Ada paling sedikit tiga alasan mengapa ini adalah cara paling baik untuk menafsirkan Alkitab. Pertama, secara filosofis, tujuan dari bahasa menuntut kita untuk menafsirkannya secara harafiah. Bahasa diberikan Allah dengan maksud untuk berkomunikasi dengan manusia. Alasan kedua adalah alasan Alkitabiah. Setiap nubuat mengenai Tuhan Yesus digenapi secara harafiah. Kelahiran Yesus, pelayanan Yesus, kematian dan kebangkitan Yesus semua terjadi persis dan secara harafiah sesuai dengan apa yang dinubuatkan dalam Perjanjian Lama. Dalam Perjanjian Baru tidak ada penggenapan dari nubuat-nubuat yang tidak secara harafiah. Hal ini membuktikan metode harafiah dengan kuat sekali. Jikalau penafsiran secara harafiah tidak digunakan dalam mempelajari Alkitab, tidak akan ada standar yang obyektif yang untuk mengerti Alkitab. Setiap orang bebas menafsirkan Alkitab dengan semau mereka. Penafsiran Alkitab akan dicemarkan dan menjadi, “apa yang bagian Alkitab ini bicara kepada saya …” dan bukannya “Alkitab berkata …” Sayangnya hal ini telah banyak terjadi dengan apa yang disebut dengan penafsiran Alkitab pada saat sekarang ini.
Teologia Dispensasi percaya bahwa ada dua macam umat Tuhan yang berbeda satu dengan yang lain: Israel dan Gereja. Kaum Dispensasi percaya bahwa keselamatan selalu berdasarkan iman (dalam Perjanjian Lama kepada Tuhan; dan dalam Perjanjian Baru kepada Anak Allah). Kaum Dispensasi percaya bahwa Gereja tidak menggantikan Israel dalam rencana Tuhan, dan bahwa janji-janji kepada Israel dalam Perjanjian Lama tidak dipindahkan kepada Gereja. Mereka percaya bahwa janji-janji yang dijanjikan kepada Israel (untuk tanah, keturunan yang banyak, dan berkat) pada akhirnya akan dipenuhi dalam masa 1,000 tahun yang disebut dalam Wahyu 20. Mereka percaya bahwa sebagaimana Allah pada zaman ini memusatkan perhatianNya kepada gereja, pada masa yang akan datang Dia akan kembali memusatkan perhatian kepada Israel (Roma 9 – 11).
Dengan berdasarkan sistim ini, kaum Dispensasi membagi Alkitab dalam tujuh Dispensasi: Kepolosan (Kejadian 1:1 – 3:7), Hati Nurani (Kejadian 3:8 -8:22), Pemerintahan Manusia (Kejadian 9:1 – 11:32), Janji (Kejadian 12:1 – Keluaran 19:25), Hukum Taurat (Keluaran 20:1 – Kisah Rasul 2:4), Anugrah (Kisah Rasul 2:4 – 11:32), dan Kerajaan Seribu Tahun (Wahyu 20:4 – 20:6). Sekali lagi dispensasi-dispensasi ini bukanlah jalan keselamatan, tapi cara-cara Allah berhubungan dengan manusia. Dispensasionalisme sebagai sistim menghasilkan penafsiran pramillenial terhadap Kedatangan Kristus yang Kedua Kali, dan umumnya penafsiran Pengangkatan Orang Percaya secara Pratribulasi.

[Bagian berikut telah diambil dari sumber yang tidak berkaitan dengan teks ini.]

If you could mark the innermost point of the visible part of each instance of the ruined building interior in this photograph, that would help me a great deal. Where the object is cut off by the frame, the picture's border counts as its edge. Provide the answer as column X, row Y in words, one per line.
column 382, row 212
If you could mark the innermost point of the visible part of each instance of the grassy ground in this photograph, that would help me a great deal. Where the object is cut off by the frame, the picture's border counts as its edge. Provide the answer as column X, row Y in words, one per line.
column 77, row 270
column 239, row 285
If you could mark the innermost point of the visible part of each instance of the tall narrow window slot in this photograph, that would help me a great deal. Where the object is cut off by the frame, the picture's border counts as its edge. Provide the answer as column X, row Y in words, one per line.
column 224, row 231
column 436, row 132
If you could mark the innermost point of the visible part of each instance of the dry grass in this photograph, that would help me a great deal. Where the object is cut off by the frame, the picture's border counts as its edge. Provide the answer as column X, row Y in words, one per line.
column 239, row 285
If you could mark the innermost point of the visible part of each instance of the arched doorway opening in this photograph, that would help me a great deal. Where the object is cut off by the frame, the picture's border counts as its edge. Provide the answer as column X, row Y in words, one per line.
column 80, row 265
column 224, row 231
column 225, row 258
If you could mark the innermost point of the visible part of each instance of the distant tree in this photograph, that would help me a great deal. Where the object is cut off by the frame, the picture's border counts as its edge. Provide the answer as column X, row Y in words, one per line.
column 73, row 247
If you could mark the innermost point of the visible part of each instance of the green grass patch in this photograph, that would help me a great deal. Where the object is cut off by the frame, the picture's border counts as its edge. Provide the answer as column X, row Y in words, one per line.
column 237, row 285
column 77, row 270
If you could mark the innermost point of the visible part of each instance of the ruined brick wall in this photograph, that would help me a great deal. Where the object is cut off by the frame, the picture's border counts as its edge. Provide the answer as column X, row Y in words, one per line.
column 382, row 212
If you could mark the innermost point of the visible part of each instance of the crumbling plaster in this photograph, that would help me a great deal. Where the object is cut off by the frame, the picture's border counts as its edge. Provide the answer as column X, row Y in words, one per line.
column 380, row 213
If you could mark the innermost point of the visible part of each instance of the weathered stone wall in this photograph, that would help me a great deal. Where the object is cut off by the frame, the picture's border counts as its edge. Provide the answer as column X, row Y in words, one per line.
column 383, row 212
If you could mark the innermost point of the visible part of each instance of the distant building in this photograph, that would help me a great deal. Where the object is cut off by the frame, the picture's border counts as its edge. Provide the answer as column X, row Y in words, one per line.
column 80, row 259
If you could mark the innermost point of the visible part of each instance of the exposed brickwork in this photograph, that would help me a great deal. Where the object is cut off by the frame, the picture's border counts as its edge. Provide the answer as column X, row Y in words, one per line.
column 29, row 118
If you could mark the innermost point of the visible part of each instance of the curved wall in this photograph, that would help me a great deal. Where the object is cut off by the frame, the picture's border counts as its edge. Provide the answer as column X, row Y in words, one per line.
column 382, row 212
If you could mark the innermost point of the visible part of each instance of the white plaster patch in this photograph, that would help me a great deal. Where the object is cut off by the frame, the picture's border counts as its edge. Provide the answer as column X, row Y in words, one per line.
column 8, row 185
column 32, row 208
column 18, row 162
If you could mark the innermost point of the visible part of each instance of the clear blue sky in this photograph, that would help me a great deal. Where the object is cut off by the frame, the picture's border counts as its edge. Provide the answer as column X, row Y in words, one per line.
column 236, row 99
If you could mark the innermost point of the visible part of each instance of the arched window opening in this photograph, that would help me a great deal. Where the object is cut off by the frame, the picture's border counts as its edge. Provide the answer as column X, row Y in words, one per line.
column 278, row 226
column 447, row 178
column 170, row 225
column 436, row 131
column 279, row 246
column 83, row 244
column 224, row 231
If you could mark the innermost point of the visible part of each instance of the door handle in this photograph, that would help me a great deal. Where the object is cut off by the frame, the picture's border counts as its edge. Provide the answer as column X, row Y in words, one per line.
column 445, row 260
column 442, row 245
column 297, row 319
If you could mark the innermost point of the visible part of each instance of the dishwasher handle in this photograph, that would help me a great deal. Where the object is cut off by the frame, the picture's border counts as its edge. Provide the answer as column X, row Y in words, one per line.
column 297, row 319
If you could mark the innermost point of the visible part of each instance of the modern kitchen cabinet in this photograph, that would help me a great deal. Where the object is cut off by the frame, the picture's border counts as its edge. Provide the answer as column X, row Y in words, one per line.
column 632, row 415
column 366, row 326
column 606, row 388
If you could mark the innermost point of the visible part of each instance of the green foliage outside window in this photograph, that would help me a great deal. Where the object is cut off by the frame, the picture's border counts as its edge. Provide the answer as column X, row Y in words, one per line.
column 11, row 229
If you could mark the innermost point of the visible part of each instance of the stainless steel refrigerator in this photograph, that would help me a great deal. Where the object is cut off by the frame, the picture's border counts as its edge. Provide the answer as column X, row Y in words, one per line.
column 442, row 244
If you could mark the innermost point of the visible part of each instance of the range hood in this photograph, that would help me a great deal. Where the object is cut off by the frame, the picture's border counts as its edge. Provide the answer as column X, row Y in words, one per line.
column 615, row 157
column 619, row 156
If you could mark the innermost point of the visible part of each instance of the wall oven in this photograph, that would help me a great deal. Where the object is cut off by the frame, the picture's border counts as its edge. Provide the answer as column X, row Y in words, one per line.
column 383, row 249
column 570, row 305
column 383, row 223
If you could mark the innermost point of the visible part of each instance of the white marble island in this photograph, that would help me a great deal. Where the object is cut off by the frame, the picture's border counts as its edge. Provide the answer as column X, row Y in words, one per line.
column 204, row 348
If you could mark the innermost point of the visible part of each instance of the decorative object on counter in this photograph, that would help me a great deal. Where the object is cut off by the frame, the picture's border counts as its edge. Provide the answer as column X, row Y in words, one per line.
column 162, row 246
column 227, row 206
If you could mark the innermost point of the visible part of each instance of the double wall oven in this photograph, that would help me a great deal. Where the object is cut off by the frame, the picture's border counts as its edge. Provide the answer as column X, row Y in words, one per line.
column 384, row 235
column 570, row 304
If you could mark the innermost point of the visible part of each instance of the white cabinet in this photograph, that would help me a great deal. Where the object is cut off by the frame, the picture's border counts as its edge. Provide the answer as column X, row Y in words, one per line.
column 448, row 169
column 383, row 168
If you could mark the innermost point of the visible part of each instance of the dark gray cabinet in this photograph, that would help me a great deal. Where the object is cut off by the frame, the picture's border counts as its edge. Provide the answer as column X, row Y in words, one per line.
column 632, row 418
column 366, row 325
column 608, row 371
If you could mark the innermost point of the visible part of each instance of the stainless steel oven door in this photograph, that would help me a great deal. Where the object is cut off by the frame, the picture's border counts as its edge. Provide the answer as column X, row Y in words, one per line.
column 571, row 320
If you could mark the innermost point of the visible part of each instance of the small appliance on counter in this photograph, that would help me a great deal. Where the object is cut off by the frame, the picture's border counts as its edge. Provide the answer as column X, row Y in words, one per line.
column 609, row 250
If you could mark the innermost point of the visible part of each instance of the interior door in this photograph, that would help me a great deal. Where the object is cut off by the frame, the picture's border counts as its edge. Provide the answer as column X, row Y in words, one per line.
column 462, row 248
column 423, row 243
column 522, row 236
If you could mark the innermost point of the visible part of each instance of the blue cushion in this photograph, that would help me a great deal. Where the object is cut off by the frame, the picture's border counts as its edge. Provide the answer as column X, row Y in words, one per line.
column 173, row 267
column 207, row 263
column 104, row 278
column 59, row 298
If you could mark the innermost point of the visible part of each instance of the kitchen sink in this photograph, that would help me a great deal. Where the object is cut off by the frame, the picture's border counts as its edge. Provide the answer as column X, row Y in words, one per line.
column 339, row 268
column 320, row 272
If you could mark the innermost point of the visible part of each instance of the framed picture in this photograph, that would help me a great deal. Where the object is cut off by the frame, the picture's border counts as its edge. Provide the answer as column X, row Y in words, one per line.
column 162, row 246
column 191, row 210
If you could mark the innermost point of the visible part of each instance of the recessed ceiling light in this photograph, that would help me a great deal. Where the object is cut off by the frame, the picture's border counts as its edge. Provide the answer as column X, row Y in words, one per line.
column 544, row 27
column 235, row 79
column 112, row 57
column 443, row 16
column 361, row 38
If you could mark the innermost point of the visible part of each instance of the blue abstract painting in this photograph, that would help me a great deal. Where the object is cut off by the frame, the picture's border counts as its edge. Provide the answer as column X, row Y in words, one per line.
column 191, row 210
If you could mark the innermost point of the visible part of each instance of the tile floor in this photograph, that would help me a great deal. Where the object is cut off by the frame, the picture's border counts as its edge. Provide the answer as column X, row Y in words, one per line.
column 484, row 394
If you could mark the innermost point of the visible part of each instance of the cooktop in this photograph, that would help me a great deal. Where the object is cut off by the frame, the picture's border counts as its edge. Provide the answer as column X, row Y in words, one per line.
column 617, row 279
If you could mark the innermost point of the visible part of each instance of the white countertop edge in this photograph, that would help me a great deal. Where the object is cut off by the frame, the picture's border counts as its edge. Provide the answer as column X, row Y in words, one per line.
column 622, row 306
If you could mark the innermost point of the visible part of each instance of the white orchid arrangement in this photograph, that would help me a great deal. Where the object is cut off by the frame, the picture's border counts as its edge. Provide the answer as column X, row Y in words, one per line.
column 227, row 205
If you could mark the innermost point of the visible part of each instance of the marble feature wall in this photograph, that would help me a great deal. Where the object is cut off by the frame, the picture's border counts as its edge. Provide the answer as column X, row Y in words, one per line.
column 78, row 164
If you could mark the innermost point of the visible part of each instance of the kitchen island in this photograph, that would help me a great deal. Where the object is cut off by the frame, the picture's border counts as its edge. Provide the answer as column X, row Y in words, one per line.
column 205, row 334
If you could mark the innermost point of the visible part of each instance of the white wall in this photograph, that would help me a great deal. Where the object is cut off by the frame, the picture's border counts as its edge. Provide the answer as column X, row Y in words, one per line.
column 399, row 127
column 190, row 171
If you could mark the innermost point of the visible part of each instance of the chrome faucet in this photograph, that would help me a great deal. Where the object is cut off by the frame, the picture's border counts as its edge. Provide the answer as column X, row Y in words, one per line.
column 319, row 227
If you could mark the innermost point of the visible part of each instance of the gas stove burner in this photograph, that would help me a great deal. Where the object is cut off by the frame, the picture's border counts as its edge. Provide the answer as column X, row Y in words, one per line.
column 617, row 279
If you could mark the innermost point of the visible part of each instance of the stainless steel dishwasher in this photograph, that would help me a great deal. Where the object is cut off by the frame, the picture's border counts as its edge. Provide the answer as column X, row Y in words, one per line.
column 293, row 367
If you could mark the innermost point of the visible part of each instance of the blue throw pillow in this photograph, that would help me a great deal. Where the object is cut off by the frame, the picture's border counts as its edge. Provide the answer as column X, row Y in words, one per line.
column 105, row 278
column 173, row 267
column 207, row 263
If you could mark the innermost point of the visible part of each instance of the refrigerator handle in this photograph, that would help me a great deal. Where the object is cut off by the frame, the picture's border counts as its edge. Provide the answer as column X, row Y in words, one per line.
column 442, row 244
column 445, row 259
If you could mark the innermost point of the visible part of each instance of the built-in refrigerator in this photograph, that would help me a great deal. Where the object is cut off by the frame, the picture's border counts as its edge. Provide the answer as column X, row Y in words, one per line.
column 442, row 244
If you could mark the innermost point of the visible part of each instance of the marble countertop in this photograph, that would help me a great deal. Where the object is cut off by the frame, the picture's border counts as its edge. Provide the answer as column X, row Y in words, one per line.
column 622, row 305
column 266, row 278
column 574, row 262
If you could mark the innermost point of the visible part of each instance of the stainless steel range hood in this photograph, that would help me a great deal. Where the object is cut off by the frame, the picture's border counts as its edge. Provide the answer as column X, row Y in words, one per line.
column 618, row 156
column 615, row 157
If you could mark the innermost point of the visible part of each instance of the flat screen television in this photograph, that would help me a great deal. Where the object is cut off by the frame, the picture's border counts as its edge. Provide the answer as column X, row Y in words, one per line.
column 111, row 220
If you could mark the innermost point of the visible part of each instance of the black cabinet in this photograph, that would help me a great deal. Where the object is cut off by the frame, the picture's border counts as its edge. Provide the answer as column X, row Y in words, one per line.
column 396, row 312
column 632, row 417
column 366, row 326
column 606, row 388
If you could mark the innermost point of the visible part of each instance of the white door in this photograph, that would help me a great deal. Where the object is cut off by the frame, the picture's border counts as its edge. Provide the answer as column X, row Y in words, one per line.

 C. PENGAJARAN (AZAS) EVANGELIKAL

Sebagaimana telah dijelaskan sebelumnya, evangelikalisme memiliki kaitan yang erat dengan fundamentalisme. Oleh sebab itu, pengajaran Evangelikalisme tidak jauh berbeda dengan fundamentalisme. Berikut ini pokok-pokok asas kaum Injili yang utama, yaitu
v Alkitab adalah Firman Allah.
Bagi kaum Injili, Alkitab adalah Firman Allah yang diwahyukan tanpa salah, merupakan pedoman hidup satu-satunya. Keyakinan ini dipertegas dalam Lausanne Covenant yang berbunyi: “Kami meyakini secara tegas keilhaman, kebenaran, dan kekuasaan Perjanjian Lama dan Perjanjian Baru secara keseluruhan sebagai satu-satunya Firman Allah yang tertulis, tanpa salah dalam pernyataannya, dan ialah satu-satunya pedoman yang benar bagi iman dan peraktek hidup. Pernyataan yang sama ditegaskan oleh kaum injili di Chicago USA dalam konferensi tentang Innerrancy of the Scripture yang intinya menyatakan bahwa Kitab suci adalah Firman Allah satu-satunya yang diberikan tanpa salah seluruhnya.[28]
Keyakinan pada otoritas Alkitab sebagai satu-satu Firman Allah dan tanpa salah merupakan keyakinan yang mendasar yang dianggap sebagai ciri khas utama teologi injili. Bahkan, keyakinan dianggap sebagai keyakinan yang membedakan seorang injili dan non Injili. Sebuah organisasi gereja atau badan atau kristen bahkan sekolah teologia apa pun dapat dianggap tidak Injili kalau tidak memiliki keyakinan yang demikian.
Pengilhaman merupakan pokok yang penting dalam doktrin kaum Injili. C. C. Ryrie sebagai seorang tokoh Injili menyatakan bahwa teori pengilhaman yang dianut kaum Injili adalah teori pengilhaman verbal. Ia menjelaskan bahwa:

Pengilhaman harfiah (verbal inspiration) bukan berarti bahwa Allah menyerahkan Alkitab – … kepada manusia dalam bentuk buku dengan jilid yang tebal. Dan bukan pula berarti bahwa penulis-penulisnya adalah juru tulis yang beritanya didikte Allah kata demi kata. Melainkan berarti bahwa Allah mengarahkan para pengarang dengan menggunakan gaya dan minat mereka, memimpin mereka dengan Roh Kudus, sehingga berita ilahi dinyatakan dengan tepat dalam naskah-naskah asli. …
Doktrin kita yaitu pengilhaman harfiah juga berarti bahwa kita dalam menentukan teks (bukan dalam pengertian makna teks) teks itu tidak dapat salah dan bahwa setiap perkataan termasuk bentuk kalimat tunggal dan jamak dan bentuk waktu adalah tepat seperti yang dikehendaki Allah.[29]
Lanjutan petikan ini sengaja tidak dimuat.